The average all-in cost of debt remains stable at 2.2%. The proportion of borrowings hedged
to fixed interest rates has increased from 58% to 68%. Management estimated that every
50bp increase in Swap Offer Rate/Singapore Overnight Rate Average has a negative impact
on DPU of 0.169 S cents per year.

STOCK IMPACT

? Defensive yield from necessity consumption. FCT’s suburban malls are well located with
connectivity to MRT stations and bus interchanges, close proximity to dense population
catchments, and cater to essential services and non-discretionary spending.
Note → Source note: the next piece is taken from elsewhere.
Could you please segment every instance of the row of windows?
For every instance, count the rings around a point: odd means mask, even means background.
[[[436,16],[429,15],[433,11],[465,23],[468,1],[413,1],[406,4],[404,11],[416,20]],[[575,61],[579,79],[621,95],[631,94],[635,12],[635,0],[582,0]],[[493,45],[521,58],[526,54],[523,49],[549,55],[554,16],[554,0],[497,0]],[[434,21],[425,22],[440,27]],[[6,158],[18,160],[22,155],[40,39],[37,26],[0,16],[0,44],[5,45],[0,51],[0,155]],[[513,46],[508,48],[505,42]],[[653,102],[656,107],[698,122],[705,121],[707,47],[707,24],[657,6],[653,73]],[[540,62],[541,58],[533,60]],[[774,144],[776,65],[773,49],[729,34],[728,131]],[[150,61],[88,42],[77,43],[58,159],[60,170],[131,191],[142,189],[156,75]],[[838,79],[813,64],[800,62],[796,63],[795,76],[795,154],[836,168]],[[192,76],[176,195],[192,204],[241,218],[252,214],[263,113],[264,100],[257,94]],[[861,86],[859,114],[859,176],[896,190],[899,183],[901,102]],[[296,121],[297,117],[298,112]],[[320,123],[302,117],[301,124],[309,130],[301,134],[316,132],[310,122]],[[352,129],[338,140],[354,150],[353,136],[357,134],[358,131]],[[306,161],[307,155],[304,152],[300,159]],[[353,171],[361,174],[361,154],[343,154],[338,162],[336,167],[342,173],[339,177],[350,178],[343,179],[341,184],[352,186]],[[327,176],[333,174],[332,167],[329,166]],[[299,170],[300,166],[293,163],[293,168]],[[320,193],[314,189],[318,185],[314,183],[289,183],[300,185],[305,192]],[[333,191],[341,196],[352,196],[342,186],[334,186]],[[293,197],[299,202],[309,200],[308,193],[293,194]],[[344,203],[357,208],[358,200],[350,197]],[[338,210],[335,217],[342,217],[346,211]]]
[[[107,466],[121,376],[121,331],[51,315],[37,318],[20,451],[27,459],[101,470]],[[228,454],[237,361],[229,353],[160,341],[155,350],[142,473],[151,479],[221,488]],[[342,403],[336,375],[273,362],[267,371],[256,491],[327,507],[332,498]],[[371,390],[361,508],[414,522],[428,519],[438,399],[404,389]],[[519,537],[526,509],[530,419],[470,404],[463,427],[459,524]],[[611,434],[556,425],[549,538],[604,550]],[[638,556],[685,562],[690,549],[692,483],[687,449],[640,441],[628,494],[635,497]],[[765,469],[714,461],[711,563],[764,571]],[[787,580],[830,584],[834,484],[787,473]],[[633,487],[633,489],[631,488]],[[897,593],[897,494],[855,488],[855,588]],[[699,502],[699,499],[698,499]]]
? From Dorscon Orange to Yellow. Singapore has downgraded the Disease Outbreak
Response System Condition (Dorscon) level from orange to yellow. The cap on group size of
10 persons for dining in at F&B establishments was lifted since 26 Apr 22. Safe distancing
between individuals is no longer required, whether indoors or outdoors. All employees are
allowed back to their workplaces since 26 Apr 22, compared with the previous limit of 75%.
The substantial easing will improve shopper traffic and tenant sales at FCT’s suburban
malls.

? Cushion against the blow from higher cost of electricity. FCT has fully hedged the
electricity rates for its suburban retail malls in various tranches to reduce concentration risks.
The hedges will progressively expire in FY22 and FY23, which cushions FCT against a
sudden spike in electricity rates.

? On lookout for opportunities to acquire within Singapore. FCT’s balance sheet has
deleveraged with aggregate leverage currently at 33.3%. It could tap on its sponsor pipeline,
such as Northpoint City South Wing. It will also explore opportunities for acquisitions from
third-party vendors, such as further increasing its stake in Waterway Point from 40% to 50%.

EARNINGS REVISION/RISK

? We trimmed FY22 DPU marginally by 0.5%. Improved performance from its suburban retail
malls helps FCT to cope with higher operating expenses from higher cost of electricity.

VALUATION/RECOMMENDATION

? Maintain BUY. Our target price of S$2.96 is based on DDM (cost of equity: 6.0%, terminal
growth: 1.8%).

SHARE PRICE CATALYST

? Gradual but steady recovery in shopper traffic and tenant sales, accompanied by
progressive easing of social distancing measures.

? Acquisition of Northpoint City South Wing from sponsor Frasers Property.